I took rooms for him in the neighbouring Blankenburg.[142] Long did he
rack his brains for a suitable name for his new scheme. Middendorff and
I were one day walking to Blankenburg with him over the Steiger Pass.
He kept on repeating, "Oh, if I could only think of a suitable name for
my youngest born!" Blankenburg lay at our feet, and he walked moodily
towards it. Suddenly he stood still as if fettered fast to the spot,
and his eyes assumed a wonderful, almost refulgent, brilliancy. Then he
shouted to the mountains so that it echoed to the four winds of heaven,
"_Eureka!_ I have it! KINDERGARTEN shall be the name of the new
Institution!"


Thus wrote Barop in or about the year 1862, after he had seen all his
friends pass away, and had himself become prosperous and the recipient
of many honours. The University of Jena made him a doctor, and the
Prince of Rudolstadt created him his Minister of Education.

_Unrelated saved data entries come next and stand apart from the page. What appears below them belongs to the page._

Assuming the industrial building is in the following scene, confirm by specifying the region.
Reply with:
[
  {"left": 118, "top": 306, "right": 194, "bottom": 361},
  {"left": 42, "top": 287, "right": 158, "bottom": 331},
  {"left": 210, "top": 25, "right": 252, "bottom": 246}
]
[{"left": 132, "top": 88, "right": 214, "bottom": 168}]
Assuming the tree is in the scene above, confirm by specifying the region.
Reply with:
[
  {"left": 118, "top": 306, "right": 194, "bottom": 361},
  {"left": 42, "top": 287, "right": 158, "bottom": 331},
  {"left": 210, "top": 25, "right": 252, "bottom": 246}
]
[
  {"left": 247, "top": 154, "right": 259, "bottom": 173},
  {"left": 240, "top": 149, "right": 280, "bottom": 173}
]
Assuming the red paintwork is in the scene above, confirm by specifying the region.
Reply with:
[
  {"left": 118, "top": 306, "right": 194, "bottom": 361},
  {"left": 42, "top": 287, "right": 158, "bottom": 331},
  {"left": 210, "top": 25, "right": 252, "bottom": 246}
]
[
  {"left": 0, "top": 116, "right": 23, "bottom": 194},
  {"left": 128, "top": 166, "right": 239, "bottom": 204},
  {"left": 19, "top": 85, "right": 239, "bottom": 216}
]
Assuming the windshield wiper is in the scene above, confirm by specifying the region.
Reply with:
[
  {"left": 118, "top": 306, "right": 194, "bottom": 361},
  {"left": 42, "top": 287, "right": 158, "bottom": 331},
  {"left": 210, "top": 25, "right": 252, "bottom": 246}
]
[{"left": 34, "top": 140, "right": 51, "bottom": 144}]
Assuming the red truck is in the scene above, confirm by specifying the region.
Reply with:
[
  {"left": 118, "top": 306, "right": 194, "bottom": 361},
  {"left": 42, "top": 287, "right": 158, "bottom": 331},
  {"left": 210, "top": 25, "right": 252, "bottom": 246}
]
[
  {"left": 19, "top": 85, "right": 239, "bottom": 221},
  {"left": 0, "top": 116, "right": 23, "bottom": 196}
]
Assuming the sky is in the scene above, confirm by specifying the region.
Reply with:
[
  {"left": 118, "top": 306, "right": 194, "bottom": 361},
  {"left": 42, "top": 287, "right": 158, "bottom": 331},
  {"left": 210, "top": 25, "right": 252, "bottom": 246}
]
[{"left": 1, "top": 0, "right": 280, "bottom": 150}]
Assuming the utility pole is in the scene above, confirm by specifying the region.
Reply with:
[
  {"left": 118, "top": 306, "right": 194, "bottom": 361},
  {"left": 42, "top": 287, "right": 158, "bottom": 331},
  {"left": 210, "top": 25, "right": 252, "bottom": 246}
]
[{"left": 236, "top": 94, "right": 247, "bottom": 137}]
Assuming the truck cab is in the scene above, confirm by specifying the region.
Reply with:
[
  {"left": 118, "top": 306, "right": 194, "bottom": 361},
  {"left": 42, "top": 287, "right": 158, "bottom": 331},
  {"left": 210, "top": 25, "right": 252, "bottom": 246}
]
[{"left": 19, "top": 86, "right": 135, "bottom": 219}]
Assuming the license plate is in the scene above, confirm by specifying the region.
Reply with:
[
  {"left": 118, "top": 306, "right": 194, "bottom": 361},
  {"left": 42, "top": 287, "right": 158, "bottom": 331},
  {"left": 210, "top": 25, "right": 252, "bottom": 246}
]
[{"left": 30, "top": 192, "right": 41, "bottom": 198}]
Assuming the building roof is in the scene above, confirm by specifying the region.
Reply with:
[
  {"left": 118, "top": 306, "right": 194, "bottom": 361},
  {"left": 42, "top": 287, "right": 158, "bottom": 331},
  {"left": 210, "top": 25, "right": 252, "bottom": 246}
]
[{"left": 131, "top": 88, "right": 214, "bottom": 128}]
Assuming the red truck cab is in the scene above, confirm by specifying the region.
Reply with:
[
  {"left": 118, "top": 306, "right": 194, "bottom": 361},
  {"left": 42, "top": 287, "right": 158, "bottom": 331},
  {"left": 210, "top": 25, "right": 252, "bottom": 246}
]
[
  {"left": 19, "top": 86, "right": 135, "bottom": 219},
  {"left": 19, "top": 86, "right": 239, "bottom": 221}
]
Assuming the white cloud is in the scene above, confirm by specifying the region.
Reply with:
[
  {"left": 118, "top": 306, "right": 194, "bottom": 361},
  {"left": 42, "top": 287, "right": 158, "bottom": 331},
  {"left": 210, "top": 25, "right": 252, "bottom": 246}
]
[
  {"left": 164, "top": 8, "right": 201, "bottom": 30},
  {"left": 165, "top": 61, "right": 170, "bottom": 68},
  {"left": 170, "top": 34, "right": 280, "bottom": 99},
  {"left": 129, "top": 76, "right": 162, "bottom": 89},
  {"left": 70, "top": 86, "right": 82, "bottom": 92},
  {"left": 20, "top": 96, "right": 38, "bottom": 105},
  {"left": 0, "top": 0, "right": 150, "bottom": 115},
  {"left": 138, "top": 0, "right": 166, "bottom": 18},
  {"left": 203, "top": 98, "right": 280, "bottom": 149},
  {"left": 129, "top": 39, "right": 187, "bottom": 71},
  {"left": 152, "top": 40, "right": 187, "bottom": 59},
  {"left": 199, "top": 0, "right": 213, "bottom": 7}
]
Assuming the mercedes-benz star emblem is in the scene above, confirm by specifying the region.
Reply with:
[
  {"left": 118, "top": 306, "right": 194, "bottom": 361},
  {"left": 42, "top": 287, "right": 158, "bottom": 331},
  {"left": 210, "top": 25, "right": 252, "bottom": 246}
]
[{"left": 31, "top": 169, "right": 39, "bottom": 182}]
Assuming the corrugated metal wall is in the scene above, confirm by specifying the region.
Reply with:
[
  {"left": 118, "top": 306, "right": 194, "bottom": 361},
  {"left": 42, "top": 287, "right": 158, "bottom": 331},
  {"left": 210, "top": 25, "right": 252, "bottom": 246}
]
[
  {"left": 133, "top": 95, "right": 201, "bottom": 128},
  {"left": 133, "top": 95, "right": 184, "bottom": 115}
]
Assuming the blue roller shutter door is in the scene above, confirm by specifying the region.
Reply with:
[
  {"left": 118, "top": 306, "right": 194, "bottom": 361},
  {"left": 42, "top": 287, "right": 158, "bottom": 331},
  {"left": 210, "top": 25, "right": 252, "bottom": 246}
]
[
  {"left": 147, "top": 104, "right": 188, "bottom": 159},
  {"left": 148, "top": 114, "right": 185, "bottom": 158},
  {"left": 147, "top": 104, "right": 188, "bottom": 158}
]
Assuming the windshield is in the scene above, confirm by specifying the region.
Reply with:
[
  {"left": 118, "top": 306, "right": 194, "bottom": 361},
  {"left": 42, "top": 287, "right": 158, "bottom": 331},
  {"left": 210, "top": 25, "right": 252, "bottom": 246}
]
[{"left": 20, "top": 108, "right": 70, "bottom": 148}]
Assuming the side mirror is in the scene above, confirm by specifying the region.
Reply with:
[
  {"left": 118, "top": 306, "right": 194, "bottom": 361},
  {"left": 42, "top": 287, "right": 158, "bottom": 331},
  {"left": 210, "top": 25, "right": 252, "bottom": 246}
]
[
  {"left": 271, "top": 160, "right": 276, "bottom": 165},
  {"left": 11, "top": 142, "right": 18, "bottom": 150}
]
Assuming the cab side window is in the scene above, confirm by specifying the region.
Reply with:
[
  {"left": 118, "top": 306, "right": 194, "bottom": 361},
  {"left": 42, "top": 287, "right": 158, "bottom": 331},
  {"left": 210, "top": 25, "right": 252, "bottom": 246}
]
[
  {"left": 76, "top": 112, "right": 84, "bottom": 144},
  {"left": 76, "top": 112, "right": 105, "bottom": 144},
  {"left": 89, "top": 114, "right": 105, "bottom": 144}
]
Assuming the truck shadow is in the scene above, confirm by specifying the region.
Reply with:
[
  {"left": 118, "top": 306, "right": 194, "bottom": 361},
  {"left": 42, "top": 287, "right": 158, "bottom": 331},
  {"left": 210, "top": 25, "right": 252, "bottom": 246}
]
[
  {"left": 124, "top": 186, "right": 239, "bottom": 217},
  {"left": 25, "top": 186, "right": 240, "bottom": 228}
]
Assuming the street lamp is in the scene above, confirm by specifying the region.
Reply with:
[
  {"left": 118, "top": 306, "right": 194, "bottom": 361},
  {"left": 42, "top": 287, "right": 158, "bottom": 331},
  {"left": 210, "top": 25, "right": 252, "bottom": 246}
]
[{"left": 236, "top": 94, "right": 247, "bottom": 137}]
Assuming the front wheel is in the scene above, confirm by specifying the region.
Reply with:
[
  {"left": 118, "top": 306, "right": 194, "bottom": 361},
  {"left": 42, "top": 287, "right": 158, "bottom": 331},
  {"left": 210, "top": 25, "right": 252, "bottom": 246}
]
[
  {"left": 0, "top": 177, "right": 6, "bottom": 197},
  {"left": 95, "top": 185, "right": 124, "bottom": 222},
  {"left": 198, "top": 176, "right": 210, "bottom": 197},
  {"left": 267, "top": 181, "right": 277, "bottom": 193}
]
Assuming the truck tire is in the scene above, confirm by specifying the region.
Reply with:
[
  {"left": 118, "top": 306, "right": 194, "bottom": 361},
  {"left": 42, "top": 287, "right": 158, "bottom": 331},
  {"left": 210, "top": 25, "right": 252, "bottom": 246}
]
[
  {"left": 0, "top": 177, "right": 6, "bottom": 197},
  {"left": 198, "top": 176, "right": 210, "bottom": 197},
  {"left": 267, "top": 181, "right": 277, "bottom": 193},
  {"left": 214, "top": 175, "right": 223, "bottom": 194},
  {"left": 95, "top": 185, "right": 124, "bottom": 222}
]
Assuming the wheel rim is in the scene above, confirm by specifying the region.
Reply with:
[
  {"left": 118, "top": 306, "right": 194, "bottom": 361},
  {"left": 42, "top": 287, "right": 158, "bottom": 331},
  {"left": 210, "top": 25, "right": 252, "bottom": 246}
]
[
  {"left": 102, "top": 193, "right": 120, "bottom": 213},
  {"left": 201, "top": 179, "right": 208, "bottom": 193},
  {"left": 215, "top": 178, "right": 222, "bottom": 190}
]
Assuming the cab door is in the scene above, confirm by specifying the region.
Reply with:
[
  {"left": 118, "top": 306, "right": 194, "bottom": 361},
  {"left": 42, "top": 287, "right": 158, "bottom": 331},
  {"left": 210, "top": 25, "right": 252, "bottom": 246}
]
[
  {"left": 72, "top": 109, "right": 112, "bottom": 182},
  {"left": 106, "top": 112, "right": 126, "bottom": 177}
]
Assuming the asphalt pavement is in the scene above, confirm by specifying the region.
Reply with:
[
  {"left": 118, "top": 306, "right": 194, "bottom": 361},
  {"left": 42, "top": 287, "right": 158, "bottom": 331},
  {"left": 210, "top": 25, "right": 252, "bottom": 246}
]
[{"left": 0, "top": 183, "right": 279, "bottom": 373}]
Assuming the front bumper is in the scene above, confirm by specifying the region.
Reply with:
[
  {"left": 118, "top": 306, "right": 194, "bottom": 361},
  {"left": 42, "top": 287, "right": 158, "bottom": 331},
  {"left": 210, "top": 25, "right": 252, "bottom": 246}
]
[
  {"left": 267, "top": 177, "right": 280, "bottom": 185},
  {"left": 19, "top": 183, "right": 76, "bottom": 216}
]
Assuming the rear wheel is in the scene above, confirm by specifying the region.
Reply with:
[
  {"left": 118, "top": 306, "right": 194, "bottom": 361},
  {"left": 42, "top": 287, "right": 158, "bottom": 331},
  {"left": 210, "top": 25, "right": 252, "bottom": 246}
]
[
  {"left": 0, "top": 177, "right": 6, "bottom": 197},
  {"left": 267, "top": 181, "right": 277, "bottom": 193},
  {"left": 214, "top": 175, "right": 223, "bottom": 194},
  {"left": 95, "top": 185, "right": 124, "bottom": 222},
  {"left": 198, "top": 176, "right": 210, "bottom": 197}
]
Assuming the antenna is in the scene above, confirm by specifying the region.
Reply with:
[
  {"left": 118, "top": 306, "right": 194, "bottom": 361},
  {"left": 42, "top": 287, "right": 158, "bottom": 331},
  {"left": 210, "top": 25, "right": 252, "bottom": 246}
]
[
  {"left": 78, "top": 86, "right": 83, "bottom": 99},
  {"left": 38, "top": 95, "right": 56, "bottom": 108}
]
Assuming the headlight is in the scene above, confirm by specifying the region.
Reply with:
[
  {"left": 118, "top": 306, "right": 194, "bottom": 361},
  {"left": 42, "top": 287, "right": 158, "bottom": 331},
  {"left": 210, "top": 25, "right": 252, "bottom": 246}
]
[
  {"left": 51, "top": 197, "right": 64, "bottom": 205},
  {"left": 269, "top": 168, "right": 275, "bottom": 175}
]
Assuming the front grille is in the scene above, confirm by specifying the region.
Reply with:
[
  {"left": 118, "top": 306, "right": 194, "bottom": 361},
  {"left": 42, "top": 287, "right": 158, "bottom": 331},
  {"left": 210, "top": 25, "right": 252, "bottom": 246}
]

Froebel
slept in Liebenstein, and Middendorff at the foot of the Kirschberg in
Keilhau. They sowed and reaped not; and yet to possess the privilege of
sowing, was it not equivalent in itself to reaping a very great reward?
In any event, it is delightful to remember that Froebel, in the April
of 1852, the year in which he died (June 21st), received public honours
at the hands of the general congress of teachers held in Gotha.